Chicago Sun-Times, Mark Brown: Future of affordable housing unclear after SRO tenant deals

By Mark Brown, columnist

In a bid to preserve his home in Logan Square’s bug-infested Milshire Hotel, Fred Bartels testified before the City Council just last month in favor of a city moratorium on converting or demolishing single-room occupancy and residential hotels.

On Friday, Bartels was making plans for what he could do with the $4,000 he will receive in exchange for moving out of the Milshire by Sept. 2 as part of a settlement between tenants and the building owner.

“We’re talking about getting out of Dodge,” said Bartels, explaining that he and one of his neighbors have discussed “buying a vehicle and going cross country.”

The settlement that will pay Bartels his small grubstake is one of two reached separately in recent weeks between SRO residents and owners to settle lawsuits brought by tenants unions responding to redevelopment efforts.

In both cases, the settlements were embraced as good deals by tenants happy to accept the cash and move on with their lives instead of clinging to substandard dwellings where they weren’t wanted.

But the outcome is more ambiguous for the larger cause of preserving Chicago’s dwindling supply of affordable housing, which both buildings represented.

As I’ve been writing for the last couple years now, these SRO buildings are fast disappearing across the city, leaving few options for the people who used to live there.

In the case of the Rosemoor Hotel, 1622 .W. Jackson, owner Joe Perillo said he will now move ahead rapidly with his plans to turn the former “flophouse” into a more upscale extended-stay Hotel Chicago catering to medical school students and others needing easy access to the city’s near West Side hospitals.

Perillo said his building will offer “affordable” rents, just not by the standards of most of the low-income residents who used to live there.

Taking care of homeless people is up to the government, not private developers like him, the luxury car dealer told me, and I can’t argue the point, but the end result is still more homeless people.

In the case of the Milshire, 2525 N. Milwaukee, the city’s six-month moratorium will temporarily block what had been expected to be an effort by a new buyer to take the property upscale.

Community groups such as the Logan Square Neighborhood Association remain hopeful a non-profit developer can be found in the interim to step in and keep the rents within reach of the building’s current clientele.

Once the Milshire is vacated, though, that may prove more difficult.
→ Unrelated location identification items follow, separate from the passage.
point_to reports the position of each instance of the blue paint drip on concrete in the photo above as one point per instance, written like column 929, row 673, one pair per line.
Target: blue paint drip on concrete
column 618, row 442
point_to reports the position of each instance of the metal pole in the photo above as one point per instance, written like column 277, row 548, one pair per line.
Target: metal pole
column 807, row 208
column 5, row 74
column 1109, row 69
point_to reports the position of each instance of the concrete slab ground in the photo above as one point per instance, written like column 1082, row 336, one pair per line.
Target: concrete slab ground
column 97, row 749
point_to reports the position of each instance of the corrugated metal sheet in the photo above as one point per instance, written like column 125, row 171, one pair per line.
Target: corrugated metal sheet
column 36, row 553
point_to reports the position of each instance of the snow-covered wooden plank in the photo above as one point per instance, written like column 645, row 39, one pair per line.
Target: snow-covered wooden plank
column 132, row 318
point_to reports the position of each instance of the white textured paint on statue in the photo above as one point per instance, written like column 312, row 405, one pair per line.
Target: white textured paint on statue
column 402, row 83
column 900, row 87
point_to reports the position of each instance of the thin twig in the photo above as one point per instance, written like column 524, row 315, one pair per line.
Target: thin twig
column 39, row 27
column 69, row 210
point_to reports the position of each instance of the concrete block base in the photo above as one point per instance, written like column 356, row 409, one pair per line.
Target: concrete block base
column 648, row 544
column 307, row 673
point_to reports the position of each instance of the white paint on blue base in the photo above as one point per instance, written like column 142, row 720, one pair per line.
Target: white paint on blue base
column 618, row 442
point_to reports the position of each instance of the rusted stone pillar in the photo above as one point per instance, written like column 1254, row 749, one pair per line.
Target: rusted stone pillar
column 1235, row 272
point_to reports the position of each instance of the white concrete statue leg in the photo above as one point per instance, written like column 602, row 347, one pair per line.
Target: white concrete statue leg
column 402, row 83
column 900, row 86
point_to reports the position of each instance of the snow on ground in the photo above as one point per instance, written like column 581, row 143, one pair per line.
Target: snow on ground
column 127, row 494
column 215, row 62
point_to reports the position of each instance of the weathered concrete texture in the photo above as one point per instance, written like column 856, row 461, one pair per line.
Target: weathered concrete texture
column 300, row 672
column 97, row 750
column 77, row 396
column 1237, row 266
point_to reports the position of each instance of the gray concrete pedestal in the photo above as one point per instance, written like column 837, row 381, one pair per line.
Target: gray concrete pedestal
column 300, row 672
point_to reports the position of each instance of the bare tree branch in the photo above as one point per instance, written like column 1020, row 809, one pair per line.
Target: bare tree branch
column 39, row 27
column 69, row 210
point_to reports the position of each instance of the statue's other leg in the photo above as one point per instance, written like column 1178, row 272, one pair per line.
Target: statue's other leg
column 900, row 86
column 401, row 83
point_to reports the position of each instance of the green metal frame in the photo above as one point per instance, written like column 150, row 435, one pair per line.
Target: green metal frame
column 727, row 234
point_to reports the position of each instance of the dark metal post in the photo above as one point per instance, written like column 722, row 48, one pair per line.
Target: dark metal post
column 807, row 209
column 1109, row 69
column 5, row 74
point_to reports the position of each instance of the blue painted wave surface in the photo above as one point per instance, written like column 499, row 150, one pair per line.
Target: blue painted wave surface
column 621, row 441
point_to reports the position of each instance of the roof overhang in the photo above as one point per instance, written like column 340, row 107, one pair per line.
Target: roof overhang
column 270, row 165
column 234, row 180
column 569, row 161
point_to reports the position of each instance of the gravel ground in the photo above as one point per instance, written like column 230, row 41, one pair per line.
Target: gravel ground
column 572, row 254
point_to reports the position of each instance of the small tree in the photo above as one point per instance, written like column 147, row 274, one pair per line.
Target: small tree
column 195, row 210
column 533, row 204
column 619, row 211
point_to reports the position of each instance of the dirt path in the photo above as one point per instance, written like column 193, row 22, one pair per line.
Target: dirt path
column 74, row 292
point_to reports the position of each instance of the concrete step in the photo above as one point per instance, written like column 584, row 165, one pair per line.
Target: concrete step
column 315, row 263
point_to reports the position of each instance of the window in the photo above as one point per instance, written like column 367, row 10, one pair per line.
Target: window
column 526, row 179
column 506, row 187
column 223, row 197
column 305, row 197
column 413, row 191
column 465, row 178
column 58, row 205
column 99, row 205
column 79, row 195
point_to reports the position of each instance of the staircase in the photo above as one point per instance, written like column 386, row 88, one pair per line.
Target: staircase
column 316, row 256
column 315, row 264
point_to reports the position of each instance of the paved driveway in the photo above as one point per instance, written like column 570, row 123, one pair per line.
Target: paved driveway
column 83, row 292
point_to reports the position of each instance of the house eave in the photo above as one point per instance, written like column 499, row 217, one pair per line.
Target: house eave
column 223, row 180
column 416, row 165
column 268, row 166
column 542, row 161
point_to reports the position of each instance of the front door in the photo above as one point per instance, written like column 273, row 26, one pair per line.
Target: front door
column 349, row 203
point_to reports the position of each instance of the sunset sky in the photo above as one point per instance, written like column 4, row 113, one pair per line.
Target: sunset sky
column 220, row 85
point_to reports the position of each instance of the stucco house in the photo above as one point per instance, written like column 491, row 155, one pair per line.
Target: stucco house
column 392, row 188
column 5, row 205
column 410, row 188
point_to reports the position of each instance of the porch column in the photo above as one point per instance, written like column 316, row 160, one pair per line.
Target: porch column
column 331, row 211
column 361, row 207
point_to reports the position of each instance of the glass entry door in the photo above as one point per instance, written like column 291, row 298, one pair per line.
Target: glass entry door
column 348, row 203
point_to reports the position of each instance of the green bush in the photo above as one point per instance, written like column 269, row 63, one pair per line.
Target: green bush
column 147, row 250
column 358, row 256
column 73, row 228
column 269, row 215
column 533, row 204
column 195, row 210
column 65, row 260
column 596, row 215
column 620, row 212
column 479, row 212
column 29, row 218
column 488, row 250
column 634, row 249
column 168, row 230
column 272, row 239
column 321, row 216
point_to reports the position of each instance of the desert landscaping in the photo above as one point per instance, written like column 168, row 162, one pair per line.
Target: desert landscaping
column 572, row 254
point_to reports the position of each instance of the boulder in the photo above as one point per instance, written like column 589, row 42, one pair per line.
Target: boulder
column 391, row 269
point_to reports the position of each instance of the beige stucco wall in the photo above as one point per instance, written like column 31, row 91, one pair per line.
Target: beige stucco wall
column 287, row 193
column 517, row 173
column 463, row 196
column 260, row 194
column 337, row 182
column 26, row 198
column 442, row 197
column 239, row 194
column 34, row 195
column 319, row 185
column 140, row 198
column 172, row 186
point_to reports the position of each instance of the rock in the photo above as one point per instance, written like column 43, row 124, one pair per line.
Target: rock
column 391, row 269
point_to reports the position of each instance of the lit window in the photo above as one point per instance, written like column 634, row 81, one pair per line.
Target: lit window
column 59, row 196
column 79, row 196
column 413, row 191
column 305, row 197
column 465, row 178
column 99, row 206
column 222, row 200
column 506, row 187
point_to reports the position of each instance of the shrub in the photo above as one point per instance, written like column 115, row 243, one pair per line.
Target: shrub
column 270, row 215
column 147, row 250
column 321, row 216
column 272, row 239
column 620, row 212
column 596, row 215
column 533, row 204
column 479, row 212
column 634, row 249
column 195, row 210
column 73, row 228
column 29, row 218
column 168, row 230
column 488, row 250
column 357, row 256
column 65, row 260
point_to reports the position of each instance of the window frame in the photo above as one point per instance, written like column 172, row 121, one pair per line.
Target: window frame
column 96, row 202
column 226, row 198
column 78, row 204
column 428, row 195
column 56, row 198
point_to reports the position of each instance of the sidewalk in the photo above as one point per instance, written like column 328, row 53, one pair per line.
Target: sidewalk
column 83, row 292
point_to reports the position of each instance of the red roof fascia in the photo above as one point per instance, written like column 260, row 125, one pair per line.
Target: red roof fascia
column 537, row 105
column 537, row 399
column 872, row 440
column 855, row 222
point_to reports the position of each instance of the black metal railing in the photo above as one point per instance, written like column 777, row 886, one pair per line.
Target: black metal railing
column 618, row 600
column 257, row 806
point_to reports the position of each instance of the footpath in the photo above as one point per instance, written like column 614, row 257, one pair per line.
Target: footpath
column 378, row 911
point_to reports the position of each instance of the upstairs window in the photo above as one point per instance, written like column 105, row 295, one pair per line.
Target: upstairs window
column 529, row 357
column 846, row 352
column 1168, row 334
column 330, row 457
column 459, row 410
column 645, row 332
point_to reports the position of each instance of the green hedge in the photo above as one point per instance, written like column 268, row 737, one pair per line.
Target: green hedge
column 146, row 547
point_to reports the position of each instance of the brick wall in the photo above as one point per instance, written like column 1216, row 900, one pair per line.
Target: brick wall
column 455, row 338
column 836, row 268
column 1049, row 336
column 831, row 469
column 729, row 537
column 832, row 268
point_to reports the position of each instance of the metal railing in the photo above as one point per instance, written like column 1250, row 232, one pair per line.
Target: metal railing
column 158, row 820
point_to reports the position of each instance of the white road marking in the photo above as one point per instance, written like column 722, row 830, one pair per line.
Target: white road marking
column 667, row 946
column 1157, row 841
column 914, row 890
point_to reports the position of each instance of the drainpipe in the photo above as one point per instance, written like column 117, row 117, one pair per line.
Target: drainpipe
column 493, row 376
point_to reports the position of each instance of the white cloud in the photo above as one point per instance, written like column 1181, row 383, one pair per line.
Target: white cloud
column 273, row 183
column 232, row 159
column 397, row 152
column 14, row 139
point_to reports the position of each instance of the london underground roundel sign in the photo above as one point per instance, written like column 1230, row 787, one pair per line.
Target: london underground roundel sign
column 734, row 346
I wouldn’t expect much to happen either way until for-profit developers see the shape of whatever SRO preservation ordinance Mayor Rahm Emanuel and Chicago aldermen put together.

The Rosemoor and Milshire hotels are examples of a new strategy by the Lawyers Committee for Better Housing to pro-actively organize SRO tenants to strengthen their legal position when new owners take over with plans to kick them out.

Instead of sitting back and waiting for the usual eviction gamesmanship, individuals living at the Rosemoor and Milshire formed tenant unions and took the building owners to court, alleging retaliatory tactics at the Rosemoor and unsafe living conditions at the Milshire.

Everyone usually starts out hoping the buildings will be fixed up. In the end, however, tenants at both hotels agreed to go away for the cash and a dismissal of claims.

Because of a confidentiality agreement, details of the Rosemoor settlement were not disclosed but apparently were similar to the Milshire deal.

“I’m very comfortable and very satisfied,” said Kerry Carter, a 50-year-old hospital worker who had lived at the Rosemoor four years before moving to a Washington Park apartment two weeks ago. He said the standoff with the hotel’s owners “was wearing thin on everybody,” prompting the tenants to take the deal.

Rosemoor resident Wesley Maxey, who I have encountered at two SRO closings and lost his home at a third, now lives in CHA senior housing and said he’s taking life “day by day.”

“That’s the only thing you can do in this world,” said Maxey, who added his settlement money goes into an account overseen by a family member.

I tried to gently suggest to Bartels over at the Milshire that using his $4,000 for a down payment on housing might be a better approach than a road trip, but the 53-year-old Jefferson Park native wasn’t ready to have his dreams dashed so fast.

“We’re both getting old,” he said of his would-be traveling companion, suggesting they might be able to find “a little job here and there” to make the money stretch.

I wish Bartels well with whatever decision he makes. I’d just hate to find him living under one of these highway viaducts a year from now.